In some cases the hippocampus can become temporarily stunned, says Robertson, and a person can suffer transient global amnesia. It's as if the sorting desk of the brain's library has briefly gone on fire, and memories that were waiting to be shelved have been wiped out.

"If you were to talk to me tomorrow, me having had transient global amnesia today, that 24 hours would be a blank to me because my hippocampus has been temporarily not working," says Robertson, who notes that the condition can crop up in people who have had a bang on the head or concussion following an accident.

People are sometimes forced to try to remember what happened after the accident and they won't get that fully back because the apparatus for laying down new memories wasn't working, he says.

Transient amnesia can also happen following severe stress, where the hippocampus becomes flooded with a brain chemical called glutamate, which is used in normal brain function but in large quantities can be toxic to the sensitive cells in the memory apparatus.

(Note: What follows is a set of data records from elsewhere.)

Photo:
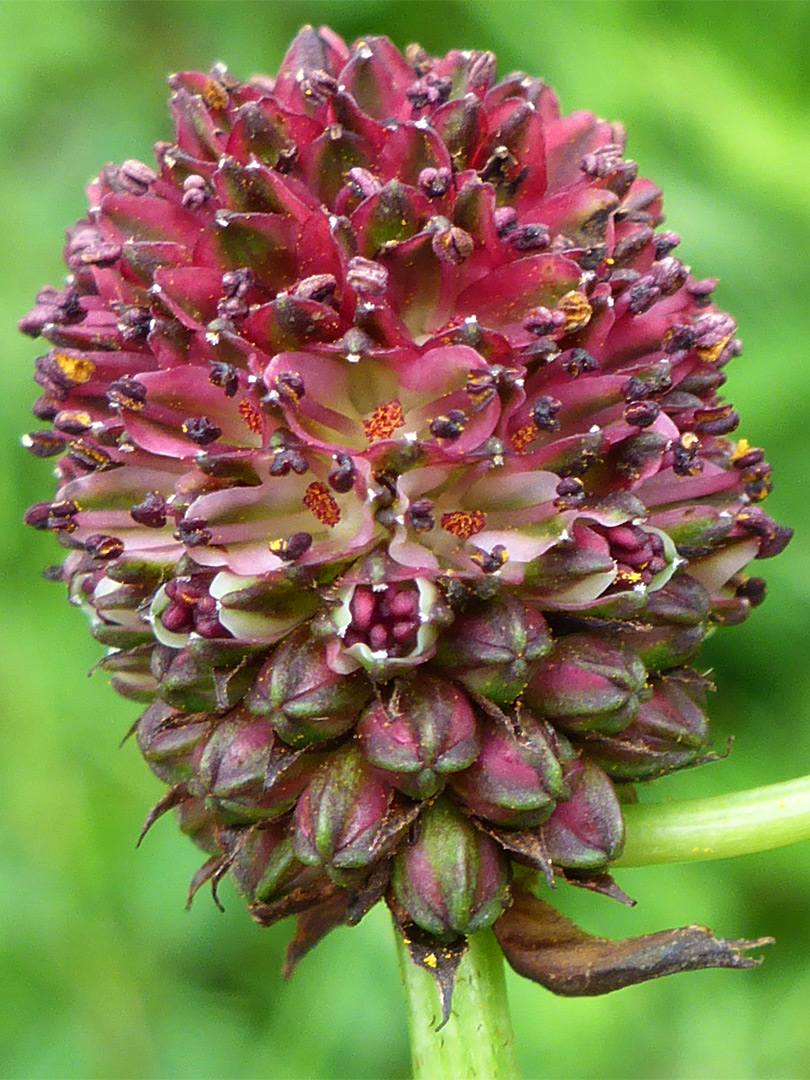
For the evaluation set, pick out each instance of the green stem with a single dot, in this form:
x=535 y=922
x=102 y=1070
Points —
x=739 y=824
x=476 y=1042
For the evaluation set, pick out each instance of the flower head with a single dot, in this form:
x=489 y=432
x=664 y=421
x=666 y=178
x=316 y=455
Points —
x=393 y=472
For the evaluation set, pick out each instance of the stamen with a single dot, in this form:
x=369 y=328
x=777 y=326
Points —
x=321 y=502
x=463 y=524
x=383 y=421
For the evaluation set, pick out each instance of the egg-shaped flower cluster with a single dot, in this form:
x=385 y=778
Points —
x=393 y=472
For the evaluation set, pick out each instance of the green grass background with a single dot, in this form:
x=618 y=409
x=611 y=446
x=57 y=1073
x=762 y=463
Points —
x=103 y=974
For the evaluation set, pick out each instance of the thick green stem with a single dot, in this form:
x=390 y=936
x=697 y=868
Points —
x=738 y=824
x=476 y=1042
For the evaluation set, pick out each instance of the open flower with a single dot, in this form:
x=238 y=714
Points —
x=393 y=472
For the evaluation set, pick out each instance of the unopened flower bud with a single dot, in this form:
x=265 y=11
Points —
x=586 y=831
x=451 y=879
x=426 y=730
x=586 y=685
x=339 y=819
x=307 y=700
x=517 y=777
x=495 y=648
x=669 y=732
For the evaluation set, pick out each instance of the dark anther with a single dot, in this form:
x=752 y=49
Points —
x=104 y=548
x=88 y=456
x=341 y=478
x=292 y=549
x=678 y=338
x=529 y=238
x=544 y=412
x=576 y=362
x=718 y=420
x=542 y=321
x=127 y=394
x=53 y=515
x=285 y=459
x=685 y=456
x=643 y=295
x=752 y=590
x=72 y=421
x=497 y=165
x=193 y=532
x=434 y=183
x=43 y=444
x=201 y=430
x=592 y=257
x=419 y=515
x=490 y=562
x=224 y=376
x=664 y=243
x=505 y=220
x=642 y=414
x=453 y=245
x=570 y=493
x=151 y=511
x=448 y=427
x=320 y=287
x=237 y=283
x=429 y=90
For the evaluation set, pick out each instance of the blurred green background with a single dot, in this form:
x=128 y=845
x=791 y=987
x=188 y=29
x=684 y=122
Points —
x=104 y=974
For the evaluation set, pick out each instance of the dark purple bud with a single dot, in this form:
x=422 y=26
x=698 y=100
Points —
x=642 y=414
x=451 y=879
x=448 y=427
x=201 y=430
x=308 y=701
x=151 y=511
x=517 y=777
x=233 y=769
x=265 y=866
x=426 y=730
x=669 y=732
x=588 y=685
x=169 y=739
x=339 y=819
x=586 y=831
x=495 y=649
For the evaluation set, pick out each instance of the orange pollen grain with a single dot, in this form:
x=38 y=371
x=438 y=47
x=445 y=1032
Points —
x=383 y=421
x=523 y=436
x=78 y=368
x=463 y=524
x=251 y=415
x=322 y=503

It's a rare condition but it does happen that someone can become amnesic in that sense, he says. But, thankfully, transient global amnesia tends to be reversible. However, if the hippocampus has been irreversibly damaged following severe brain injury or stroke, the prognosis is rather less encouraging. Unfortunately, if the hippocampus gets destroyed it tends to be lifelong, he says. We would have to hope that with stem cells there might be the possibility of regenerating in the brain but at the moment it's a very gloomy prognosis if you have amnesia of that kind.

However, Robertson notes that strides are being made to help compensate for memory deficits. A recent study at Cambridge asked people with amnesia to wear a small camera and record events from their perspective during the day and then look at the record of what they had done. It really seemed to help. It didn't cure their amnesia but it improve their ability to recall, because amnesia seldom is 100 per cent, there's often some capacity to remember, although in a few terrible cases there isn't.

However, someone claiming to have forgotten everything that happened for a long period and then regaining the power to lay down new memories is a story Robertson would not buy straight off.

If you can start talking intelligently about having lost your memory for the past few years that implies you have a certain memory now and you are not suffering from anterograde amnesia, he says. So he would want to exclude a whole lot of other psychiatric and psychological factors before he'd consider he had discovered some amazing new function of the memory, he says.